Le Maroc s’est vu attribuer neuf postes de haut niveau au sein des institutions de l’Union africaine, se classant en tête de la répartition des responsabilités dirigeantes réservées aux États membres d’Afrique du Nord. Cette avancée renforce son influence croissante dans la principale organisation politique du continent.
Ces nominations constituent une nouvelle étape dans la stratégie de Rabat visant à consolider son rôle au sein de l’Union africaine depuis son retour dans le bloc en 2017. Elles témoignent de la confiance accrue des pays africains envers l’engagement diplomatique, économique et institutionnel du Maroc à travers le continent.
Le Maroc s’est imposé comme le principal bénéficiaire des postes négociés au sein du groupe régional nord-africain. Il s’est vu confier des responsabilités dans plusieurs organes stratégiques chargés de la gouvernance, de la réforme institutionnelle, des migrations, des affaires juridiques, du développement économique et de la politique environnementale.
Parmi les nominations les plus marquantes, le Maroc a été nommé vice-président du comité ministériel chargé de coordonner les candidatures africaines dans les organisations internationales, un rôle qui offre à Rabat un poids accru dans la définition de la représentation de l’Afrique sur la scène mondiale.
Le royaume a également obtenu la vice-présidence du bureau chargé de superviser les contributions des États membres et le calcul des quotes-parts, le plaçant au cœur des discussions sur la gestion financière et le fonctionnement de l’Union africaine.
Le Maroc a renforcé sa présence dans les structures techniques spécialisées de l’UA, en intégrant le comité chargé de la justice et des affaires juridiques ainsi que celui responsable du développement économique, du tourisme, du commerce, de l’industrie et des ressources minérales. Ces instances jouent un rôle clé dans l’élaboration des politiques et stratégies continentales dans des secteurs essentiels.
Au sein du Comité des représentants permanents (COREP), le Maroc a été nommé vice-président de la sous-commission chargée des réformes institutionnelles, tout en prenant la présidence de la sous-commission des affaires environnementales. Rabat a aussi obtenu un siège à la sous-commission des droits de l’homme, de la démocratie et de la gouvernance.
Autre signe de la confiance des pays africains dans l’approche marocaine en matière de migration, le royaume a été choisi pour siéger au conseil d’administration du Centre continental des migrations, avec la participation directe d’experts marocains à ses travaux.

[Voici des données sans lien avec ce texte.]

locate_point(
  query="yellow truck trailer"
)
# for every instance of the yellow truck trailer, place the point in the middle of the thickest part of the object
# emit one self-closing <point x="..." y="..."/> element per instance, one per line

La migration est devenue l’un des domaines d’engagement les plus visibles du Maroc au sein de l’Union africaine. Les dirigeants africains ont salué le rôle du roi Mohammed VI dans la promotion d’une stratégie migratoire fondée sur la solidarité, la responsabilité partagée et des solutions axées sur le développement, plutôt que sur des approches strictement sécuritaires.
Ces nominations interviennent alors que le Maroc approfondit son implication dans les grandes initiatives continentales, notamment la mise en œuvre de la Zone de libre-échange continentale africaine, les projets de connectivité régionale et les programmes de développement visant à stimuler l’intégration économique et l’investissement à travers l’Afrique.
Cette dynamique reflète des années d’efforts diplomatiques soutenus de la part de Rabat, qui a élargi ses partenariats économiques et politiques sur le continent tout en se positionnant comme un partenaire fiable dans des domaines aussi variés que l’investissement, les infrastructures, la sécurité alimentaire, la coopération énergétique et la diplomatie religieuse.
Ces nominations s’inscrivent dans la continuité des récents sommets de l’Union africaine, où la réforme institutionnelle, les mécanismes de financement, l’intégration économique, la gouvernance et le développement durable sont restés au cœur de l’agenda.
Pour le Maroc, ces neuf nouveaux postes représentent bien plus qu’une simple présence symbolique. Ils placent le royaume au sein de plusieurs des instances décisionnelles et d’orientation politique les plus influentes de l’UA, lui permettant de jouer un rôle plus direct dans la définition des priorités et de l’orientation future de l’organisation.
Ce résultat souligne comment le retour du Maroc au sein de l’Union africaine, il y a moins d’une décennie, s’est transformé en une stratégie plus large d’influence institutionnelle, Rabat se positionnant de plus en plus comme l’un des principaux acteurs diplomatiques et économiques du continent et comme un pont entre l’Afrique et ses partenaires internationaux.